Partial_Ratio not working
aW3st opened this issue · 5 comments
Having some weird issues using partial ratio. Here's the code:
test_string = ('completed transactions settlement date trade date '
'symbol name transaction type account type quantity price commissions & fees amount '
'12/23 12/23 dividend '
'appreciation etf dividend - - - $441.99 12/23 12/23 '
'vig dividend appreciation etf reinvestment cash')
'etf' in test_string # returns True
fuzz.partial_ratio('etf', test_string)
without python-levenshtein this returns 33, with python levenshtein 67. My understanding of the method is that it should be 100, since there's a substring that's a perfect match. Any ideas?
(on python 3.8, btw)
I'm having the same issue, I would also expect a score of 100 with the below function
>>> artists_a
'carvar & clock'
>>> artists_b
'carvar clock'
>>> fuzz.partial_ratio(artists_a, artists_b)
83
>>> fuzz.partial_ratio(artists_b, artists_a)
83
I also tried without python-Levenshtein
as suggested in #79 but exact same result.
Possibly replace partial_ratio
with partial_token_sort_ratio
, as mentioned on this stackoverflow answer. In both our examples it seemed to work as expected.
partial_ratio searches for the best alignment between two strings and the calculates the fuzz.ratio
for this alignment. So while in @aW3st case the word 'etf' is part of the second string therefore you would expect the result 100, thats not the case in your example @XDGFX.
When comparing 'carvar & clock' and 'carvar clock' they are no substring of each other. However when using partial_token_sort_ratio
it works since it resorts the words to 'carvar clock &' and 'carvar clock'. So afterwards 'carvar clock' is a substring of 'carvar clock &' ;)
@aW3st you tried both with python-Levenshtein and without and both have wrong results for different reasons.
- Python-Levenshtein has a known bug with finding the optimal alignment between strings, which is probably the bug your encountering here aswell. You can find this here: #79 (comment)

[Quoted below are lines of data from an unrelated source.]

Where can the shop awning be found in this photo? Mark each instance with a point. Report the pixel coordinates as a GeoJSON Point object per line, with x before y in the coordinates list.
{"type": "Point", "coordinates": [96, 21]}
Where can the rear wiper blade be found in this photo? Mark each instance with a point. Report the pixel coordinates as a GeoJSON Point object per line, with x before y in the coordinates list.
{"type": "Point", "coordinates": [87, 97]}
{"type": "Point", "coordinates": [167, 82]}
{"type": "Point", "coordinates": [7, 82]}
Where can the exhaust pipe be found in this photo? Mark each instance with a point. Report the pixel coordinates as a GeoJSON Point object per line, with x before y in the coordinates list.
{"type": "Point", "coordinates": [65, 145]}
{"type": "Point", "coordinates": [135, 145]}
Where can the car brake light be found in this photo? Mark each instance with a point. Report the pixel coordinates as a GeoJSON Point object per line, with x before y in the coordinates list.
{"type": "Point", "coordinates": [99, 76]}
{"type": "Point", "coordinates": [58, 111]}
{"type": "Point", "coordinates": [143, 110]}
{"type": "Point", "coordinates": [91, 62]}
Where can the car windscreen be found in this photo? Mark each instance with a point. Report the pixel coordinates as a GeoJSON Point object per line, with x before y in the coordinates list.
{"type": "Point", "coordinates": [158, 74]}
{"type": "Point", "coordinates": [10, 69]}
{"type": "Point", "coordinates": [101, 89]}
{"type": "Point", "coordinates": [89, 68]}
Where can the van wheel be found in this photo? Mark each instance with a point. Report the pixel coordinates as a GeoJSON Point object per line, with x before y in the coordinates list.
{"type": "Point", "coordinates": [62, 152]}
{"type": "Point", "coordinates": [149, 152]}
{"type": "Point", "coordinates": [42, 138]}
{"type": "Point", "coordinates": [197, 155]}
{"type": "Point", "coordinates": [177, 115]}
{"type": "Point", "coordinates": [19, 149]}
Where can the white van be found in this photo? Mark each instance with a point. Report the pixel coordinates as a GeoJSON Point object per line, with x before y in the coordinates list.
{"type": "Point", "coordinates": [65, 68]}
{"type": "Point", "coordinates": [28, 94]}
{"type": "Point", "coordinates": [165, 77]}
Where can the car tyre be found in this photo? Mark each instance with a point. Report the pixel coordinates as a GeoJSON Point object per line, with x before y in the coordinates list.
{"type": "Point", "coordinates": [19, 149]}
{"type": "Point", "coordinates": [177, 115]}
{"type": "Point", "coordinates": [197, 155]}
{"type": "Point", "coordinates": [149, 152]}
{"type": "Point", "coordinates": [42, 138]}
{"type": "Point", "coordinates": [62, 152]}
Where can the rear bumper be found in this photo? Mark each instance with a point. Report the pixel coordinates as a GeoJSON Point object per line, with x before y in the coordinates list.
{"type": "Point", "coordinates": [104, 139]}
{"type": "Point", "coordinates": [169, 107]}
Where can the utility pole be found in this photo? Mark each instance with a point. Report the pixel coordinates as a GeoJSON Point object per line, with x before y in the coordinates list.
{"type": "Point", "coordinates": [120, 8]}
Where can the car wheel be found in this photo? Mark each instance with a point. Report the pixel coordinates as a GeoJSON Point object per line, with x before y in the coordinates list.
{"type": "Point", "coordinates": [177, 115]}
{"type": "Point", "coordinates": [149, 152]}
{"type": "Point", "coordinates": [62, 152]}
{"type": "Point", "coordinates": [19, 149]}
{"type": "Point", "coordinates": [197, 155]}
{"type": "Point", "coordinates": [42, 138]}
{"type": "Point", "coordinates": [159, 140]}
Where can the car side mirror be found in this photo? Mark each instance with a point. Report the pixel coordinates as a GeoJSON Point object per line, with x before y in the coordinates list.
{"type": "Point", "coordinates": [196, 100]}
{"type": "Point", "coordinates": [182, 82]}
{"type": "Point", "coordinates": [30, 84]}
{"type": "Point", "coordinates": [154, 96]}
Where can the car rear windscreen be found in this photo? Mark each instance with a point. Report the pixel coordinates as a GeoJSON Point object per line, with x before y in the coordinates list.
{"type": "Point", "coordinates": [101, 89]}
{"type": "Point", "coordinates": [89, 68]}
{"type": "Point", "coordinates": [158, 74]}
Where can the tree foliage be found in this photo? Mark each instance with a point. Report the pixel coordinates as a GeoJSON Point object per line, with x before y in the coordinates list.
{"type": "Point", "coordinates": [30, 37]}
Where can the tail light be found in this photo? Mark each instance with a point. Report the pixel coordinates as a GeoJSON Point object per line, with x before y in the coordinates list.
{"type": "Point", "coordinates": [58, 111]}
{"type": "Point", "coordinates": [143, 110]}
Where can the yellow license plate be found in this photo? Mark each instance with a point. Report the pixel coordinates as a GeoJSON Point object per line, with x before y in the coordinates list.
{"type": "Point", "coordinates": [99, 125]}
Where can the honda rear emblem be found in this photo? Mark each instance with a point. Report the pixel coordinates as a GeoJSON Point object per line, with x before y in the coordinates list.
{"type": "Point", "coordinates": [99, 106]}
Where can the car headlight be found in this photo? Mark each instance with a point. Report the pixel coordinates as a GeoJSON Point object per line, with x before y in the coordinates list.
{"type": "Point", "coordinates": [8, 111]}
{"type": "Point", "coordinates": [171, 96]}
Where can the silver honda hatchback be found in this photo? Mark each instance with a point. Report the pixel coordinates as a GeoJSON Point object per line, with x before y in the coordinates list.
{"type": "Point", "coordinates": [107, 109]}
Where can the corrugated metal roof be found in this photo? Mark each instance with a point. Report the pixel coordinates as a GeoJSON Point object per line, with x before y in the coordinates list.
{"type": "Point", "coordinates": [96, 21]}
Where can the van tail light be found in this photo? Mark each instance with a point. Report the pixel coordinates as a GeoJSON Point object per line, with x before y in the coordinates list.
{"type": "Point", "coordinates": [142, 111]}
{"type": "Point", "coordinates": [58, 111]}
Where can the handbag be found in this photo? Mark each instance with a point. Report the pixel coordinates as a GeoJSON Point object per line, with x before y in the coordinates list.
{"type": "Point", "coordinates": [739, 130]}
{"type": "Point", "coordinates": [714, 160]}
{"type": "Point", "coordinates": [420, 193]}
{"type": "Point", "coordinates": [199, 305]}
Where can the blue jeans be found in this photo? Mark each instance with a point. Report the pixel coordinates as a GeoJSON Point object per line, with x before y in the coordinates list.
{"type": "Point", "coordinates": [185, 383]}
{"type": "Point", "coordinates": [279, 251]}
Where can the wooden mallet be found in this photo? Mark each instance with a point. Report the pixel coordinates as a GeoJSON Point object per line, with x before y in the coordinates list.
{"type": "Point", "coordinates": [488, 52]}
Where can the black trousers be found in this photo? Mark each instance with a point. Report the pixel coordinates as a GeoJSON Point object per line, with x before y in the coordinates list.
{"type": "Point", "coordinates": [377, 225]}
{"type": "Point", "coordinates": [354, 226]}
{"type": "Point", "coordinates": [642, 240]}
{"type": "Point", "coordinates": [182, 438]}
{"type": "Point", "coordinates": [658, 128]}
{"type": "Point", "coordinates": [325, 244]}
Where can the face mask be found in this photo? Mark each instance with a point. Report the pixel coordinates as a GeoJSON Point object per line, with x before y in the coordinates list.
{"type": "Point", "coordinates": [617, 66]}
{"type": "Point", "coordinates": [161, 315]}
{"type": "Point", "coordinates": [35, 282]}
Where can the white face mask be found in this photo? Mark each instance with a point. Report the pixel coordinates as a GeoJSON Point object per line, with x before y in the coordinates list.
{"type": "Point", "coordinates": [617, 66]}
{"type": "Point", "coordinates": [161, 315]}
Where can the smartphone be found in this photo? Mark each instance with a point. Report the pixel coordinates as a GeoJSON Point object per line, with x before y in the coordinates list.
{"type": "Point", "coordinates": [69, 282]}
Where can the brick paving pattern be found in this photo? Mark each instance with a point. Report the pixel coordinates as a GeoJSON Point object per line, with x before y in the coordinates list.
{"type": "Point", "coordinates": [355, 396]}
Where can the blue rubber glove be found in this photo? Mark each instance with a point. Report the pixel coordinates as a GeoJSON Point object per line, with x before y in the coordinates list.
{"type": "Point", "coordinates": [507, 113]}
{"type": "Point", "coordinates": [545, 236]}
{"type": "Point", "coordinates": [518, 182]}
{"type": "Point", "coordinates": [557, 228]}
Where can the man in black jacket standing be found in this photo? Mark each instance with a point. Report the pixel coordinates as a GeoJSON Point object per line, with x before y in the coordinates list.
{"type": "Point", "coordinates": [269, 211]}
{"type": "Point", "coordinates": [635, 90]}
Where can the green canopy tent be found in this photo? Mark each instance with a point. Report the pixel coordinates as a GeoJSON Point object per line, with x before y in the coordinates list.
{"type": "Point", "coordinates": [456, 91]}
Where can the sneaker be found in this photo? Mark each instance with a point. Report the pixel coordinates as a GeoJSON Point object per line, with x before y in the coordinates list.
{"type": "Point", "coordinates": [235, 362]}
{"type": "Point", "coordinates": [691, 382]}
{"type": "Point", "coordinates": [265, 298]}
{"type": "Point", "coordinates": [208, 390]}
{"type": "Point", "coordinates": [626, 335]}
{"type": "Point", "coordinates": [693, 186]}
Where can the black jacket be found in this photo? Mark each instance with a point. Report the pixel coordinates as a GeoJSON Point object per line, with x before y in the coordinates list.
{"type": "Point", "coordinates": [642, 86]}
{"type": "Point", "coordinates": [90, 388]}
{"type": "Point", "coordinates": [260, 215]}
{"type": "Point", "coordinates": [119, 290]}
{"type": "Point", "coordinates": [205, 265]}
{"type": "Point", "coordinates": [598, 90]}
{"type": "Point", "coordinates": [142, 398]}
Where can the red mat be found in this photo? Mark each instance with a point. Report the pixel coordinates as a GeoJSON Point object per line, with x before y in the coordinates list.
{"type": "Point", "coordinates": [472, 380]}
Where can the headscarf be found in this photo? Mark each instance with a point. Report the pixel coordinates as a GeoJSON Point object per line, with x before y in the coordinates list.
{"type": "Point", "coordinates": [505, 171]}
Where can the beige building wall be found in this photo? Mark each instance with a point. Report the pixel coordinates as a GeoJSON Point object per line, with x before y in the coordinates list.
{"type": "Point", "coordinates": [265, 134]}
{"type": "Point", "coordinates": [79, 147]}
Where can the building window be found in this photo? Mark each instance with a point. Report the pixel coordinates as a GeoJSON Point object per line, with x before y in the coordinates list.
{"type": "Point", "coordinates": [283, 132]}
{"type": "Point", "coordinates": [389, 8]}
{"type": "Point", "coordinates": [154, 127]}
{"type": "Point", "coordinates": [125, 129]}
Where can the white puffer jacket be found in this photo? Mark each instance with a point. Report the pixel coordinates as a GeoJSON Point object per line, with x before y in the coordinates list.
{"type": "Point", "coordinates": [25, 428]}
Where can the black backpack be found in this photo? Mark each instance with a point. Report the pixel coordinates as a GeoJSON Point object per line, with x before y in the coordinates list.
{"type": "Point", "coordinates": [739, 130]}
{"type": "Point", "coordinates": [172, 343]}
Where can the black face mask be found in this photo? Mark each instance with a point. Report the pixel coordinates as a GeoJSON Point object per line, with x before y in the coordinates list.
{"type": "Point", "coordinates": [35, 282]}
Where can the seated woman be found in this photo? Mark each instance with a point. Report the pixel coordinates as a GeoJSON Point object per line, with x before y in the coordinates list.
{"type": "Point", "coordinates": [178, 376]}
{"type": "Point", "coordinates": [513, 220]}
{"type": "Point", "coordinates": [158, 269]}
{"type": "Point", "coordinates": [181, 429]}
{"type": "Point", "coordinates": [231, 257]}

- when not using python-Levenshtein fuzzywuzzy falls back to difflib. Here the problem appears to occur when using the automatic junk heuristic of difflib which is activated by default. So it would be required to change
Line 46 in 2188520
to
m = SequenceMatcher(None, shorter, longer, False)
As a sidenote my library rapidfuzz provides the same string matching algorithm without this problem, so your example string returns a score of 100 as you expected
Thanks Max, I'll give your library a shot!
@maxbachmann Hi Max, I'm working with @aW3st on a project. We've swapped fuzzywuzzy for your library, and we're seeing great performance. Thanks!